DESCRIPTION OF SYMBOLS 1 1st component 2 2nd component 3 Center of gravity position of 2nd component 4 Center of gravity position of composite fiber 5 Radius of composite fiber 10 Composite fiber

Claims (11)

A composite fiber comprising a first component and a second component,
The first component includes polybutene-1 and linear low density polyethylene,
The content of the linear low density polyethylene in the first component is 2 to 25% by mass,
The second component includes a polymer having a melting peak temperature that is 20 ° C. or more higher than the melting peak temperature of polybutene-1 or a polymer having a melting start temperature of 120 ° C. or more.
When viewed from the fiber cross section, the first component occupies at least 20% of the surface of the composite fiber, and the center of gravity of the second component is deviated from the center of gravity of the composite fiber,
The crimped conjugate fiber, wherein the conjugate fiber is an actual crimp that exhibits a three-dimensional crimp or a latent crimp that exhibits a three-dimensional crimp when heated.   The crimped conjugate fiber according to claim 1, wherein the three-dimensional crimp is at least one type of three-dimensional crimp selected from a wave crimp and a spiral crimp.   The crimped conjugate fiber according to claim 1 or 2, wherein the linear low-density polyethylene is a copolymer with an α-olefin polymerized using a metallocene catalyst. The linear low density polyethylene has a melting peak temperature determined by DSC measured according to JIS-K-7121 of 80 to 130 ° C. and a density measured according to JIS-K-7112 of 0.88 to The crimped conjugate fiber according to any one of claims 1 to ^3, which is 0.92 g / cm ³ .   The crimped conjugate fiber according to any one of claims 1 to 4, wherein the linear low-density polyethylene has a flexural modulus of 20 to 300 MPa measured according to JIS-K-7171.   The polymer having a melting peak temperature higher by 20 ° C or higher than the melting peak temperature of polybutene-1 or a polymer having a melting start temperature of 120 ° C or higher contained in the second component is a polyolefin-based polymer. The crimpable conjugate fiber according to any one of the above.   The polyolefin-based polymer contained in the second component is homopolypropylene, and the homopolypropylene contained in the second component is 75 to 100% by mass when the entire second component is 100% by mass. The crimpable conjugate fiber described in 1.   The polymer having a melting peak temperature higher by 20 ° C or higher than the melting peak temperature of polybutene-1 or a polymer having a melting start temperature of 120 ° C or higher contained in the second component is a polyester-based polymer.

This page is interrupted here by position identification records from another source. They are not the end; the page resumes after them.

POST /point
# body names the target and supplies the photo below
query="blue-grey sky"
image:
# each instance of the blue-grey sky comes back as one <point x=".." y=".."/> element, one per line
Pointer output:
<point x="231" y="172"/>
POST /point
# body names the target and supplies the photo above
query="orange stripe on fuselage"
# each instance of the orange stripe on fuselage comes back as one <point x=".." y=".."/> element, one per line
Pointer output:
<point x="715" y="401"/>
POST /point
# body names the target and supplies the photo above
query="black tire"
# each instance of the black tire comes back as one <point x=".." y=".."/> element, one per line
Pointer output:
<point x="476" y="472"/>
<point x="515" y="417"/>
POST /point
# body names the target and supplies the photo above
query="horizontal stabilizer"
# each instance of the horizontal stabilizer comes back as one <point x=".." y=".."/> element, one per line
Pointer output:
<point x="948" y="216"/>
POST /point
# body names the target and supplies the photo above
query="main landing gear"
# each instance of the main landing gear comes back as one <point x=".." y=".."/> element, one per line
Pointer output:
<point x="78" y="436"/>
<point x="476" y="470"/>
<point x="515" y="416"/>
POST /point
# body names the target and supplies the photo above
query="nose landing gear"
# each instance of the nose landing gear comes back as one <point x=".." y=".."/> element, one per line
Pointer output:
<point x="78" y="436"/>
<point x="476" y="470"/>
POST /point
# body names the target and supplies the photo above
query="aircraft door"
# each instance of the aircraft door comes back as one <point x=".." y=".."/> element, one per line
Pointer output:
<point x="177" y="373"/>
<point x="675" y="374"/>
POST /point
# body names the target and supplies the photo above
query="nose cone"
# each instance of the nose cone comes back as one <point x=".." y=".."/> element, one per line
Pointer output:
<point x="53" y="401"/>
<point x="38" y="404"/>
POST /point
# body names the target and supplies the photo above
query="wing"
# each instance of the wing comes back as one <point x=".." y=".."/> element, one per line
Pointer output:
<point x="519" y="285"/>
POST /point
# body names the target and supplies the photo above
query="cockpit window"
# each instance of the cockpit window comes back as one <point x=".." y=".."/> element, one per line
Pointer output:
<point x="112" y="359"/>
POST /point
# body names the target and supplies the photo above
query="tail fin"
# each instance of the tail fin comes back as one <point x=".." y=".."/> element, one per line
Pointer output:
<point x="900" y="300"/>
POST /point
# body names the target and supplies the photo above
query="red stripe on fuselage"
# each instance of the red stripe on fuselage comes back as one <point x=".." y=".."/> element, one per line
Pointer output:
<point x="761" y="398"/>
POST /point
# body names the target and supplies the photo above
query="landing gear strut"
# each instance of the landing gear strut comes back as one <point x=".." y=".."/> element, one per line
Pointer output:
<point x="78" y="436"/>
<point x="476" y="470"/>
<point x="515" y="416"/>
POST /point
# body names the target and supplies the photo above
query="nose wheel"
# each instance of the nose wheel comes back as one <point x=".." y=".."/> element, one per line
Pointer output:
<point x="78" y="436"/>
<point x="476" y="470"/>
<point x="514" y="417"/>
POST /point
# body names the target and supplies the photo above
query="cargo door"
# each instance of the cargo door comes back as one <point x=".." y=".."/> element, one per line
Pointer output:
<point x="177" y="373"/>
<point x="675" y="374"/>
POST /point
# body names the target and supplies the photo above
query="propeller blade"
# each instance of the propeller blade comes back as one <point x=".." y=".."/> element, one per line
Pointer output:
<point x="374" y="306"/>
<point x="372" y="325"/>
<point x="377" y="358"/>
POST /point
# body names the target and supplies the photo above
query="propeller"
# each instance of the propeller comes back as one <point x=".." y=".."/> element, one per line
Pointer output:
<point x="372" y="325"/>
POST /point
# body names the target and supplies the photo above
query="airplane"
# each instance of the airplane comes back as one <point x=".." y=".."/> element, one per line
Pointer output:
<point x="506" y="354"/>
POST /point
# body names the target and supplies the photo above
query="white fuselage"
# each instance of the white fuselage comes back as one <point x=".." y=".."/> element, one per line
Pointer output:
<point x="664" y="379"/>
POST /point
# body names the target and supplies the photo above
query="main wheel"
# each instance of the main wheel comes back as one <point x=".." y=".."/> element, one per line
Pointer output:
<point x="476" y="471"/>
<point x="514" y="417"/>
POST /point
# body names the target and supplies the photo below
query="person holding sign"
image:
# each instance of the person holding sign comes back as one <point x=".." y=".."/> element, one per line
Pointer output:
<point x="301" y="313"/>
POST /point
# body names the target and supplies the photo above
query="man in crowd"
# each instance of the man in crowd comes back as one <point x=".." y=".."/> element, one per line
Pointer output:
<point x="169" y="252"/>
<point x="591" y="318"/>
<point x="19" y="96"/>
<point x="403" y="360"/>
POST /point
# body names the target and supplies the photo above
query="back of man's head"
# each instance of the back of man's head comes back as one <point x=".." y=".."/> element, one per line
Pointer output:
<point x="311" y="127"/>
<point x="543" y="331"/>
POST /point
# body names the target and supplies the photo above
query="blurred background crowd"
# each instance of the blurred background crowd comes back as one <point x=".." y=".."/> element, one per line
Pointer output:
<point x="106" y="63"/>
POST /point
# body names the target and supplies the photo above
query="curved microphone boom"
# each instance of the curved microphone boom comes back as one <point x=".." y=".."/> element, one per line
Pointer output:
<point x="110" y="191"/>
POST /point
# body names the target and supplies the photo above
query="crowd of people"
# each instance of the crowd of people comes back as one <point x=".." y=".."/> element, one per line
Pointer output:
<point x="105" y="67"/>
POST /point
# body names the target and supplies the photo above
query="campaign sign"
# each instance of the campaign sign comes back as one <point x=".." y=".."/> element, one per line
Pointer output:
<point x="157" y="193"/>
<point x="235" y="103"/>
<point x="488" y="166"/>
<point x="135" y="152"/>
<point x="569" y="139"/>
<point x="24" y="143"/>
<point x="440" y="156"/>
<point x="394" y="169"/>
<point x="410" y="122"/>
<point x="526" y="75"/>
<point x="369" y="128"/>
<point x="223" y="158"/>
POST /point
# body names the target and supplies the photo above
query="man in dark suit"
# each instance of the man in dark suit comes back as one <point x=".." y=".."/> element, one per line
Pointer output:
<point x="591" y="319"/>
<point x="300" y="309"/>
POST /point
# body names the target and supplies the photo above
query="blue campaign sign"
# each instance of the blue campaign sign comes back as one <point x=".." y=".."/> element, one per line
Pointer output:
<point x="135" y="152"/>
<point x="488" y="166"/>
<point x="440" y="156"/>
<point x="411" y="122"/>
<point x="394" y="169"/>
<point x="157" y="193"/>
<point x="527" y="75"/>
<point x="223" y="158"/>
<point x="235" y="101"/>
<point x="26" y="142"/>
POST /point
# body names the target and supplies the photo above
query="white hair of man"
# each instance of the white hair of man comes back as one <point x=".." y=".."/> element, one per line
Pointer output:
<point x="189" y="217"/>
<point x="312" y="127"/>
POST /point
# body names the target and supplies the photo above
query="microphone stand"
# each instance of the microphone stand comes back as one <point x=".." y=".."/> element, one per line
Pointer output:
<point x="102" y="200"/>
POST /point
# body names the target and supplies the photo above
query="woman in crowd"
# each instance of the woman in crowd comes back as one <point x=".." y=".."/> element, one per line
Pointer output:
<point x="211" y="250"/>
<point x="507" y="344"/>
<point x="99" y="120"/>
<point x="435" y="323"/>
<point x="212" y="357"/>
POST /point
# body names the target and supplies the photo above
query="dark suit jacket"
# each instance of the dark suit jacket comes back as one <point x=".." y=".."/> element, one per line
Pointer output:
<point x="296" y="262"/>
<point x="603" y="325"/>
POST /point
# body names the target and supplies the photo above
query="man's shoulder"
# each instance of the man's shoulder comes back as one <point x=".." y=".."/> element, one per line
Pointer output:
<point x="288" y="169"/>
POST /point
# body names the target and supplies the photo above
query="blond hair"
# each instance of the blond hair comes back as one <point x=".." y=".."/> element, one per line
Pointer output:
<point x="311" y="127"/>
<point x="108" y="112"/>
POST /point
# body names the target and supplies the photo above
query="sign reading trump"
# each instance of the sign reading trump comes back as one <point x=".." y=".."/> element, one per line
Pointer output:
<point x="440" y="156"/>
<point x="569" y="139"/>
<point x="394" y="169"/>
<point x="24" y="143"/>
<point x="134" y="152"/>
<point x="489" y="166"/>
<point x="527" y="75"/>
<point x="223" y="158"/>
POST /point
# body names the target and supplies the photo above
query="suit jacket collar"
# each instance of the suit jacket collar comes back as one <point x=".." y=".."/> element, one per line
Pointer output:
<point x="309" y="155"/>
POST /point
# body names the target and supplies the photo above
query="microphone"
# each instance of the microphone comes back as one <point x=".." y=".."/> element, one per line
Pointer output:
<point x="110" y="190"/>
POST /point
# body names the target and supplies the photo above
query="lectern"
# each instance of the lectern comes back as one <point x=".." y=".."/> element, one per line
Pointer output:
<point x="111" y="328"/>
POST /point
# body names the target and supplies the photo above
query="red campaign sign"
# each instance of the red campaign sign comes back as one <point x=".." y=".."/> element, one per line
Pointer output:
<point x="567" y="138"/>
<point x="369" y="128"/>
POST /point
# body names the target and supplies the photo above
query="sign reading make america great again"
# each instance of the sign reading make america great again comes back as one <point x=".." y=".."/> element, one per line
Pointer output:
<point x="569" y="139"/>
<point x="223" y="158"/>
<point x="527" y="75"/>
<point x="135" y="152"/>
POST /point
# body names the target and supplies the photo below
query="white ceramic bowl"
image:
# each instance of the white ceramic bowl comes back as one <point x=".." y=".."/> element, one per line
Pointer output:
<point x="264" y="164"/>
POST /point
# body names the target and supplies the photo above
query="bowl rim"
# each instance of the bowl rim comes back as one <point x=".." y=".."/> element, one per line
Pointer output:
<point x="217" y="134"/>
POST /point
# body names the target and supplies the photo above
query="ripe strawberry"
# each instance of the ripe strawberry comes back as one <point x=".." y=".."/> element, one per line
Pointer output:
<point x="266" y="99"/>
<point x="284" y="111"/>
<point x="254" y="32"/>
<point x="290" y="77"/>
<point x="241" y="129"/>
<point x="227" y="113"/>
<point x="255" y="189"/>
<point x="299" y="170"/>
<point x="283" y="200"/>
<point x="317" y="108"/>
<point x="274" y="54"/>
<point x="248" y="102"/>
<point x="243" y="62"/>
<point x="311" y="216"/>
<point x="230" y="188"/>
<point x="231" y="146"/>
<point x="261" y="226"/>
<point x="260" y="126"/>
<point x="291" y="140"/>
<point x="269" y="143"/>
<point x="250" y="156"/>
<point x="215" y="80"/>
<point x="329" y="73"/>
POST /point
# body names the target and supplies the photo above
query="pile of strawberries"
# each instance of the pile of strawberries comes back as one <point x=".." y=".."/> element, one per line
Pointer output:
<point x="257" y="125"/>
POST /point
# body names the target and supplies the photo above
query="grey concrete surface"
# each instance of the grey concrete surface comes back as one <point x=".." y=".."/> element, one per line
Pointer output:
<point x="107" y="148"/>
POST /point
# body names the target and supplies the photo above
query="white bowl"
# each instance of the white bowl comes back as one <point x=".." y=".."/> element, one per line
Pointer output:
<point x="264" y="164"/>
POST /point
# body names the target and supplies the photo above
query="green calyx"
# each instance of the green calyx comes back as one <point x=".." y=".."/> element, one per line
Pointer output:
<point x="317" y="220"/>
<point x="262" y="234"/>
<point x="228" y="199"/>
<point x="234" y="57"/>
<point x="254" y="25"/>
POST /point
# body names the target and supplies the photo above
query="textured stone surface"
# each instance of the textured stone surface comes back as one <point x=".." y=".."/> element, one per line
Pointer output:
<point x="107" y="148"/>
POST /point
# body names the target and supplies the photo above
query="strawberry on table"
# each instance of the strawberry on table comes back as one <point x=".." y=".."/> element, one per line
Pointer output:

The crimpable conjugate fiber according to any one of the above. Containing 30% by mass or more of crimped conjugate fiber,
The crimped conjugate fiber is a conjugate fiber containing a first component and a second component,
The first component includes polybutene-1 and linear low density polyethylene,
The content of the linear low density polyethylene in the first component is 2 to 25% by mass,
The second component includes a polymer having a melting peak temperature that is 20 ° C. or more higher than the melting peak temperature of polybutene-1 or a polymer having a melting start temperature of 120 ° C. or more.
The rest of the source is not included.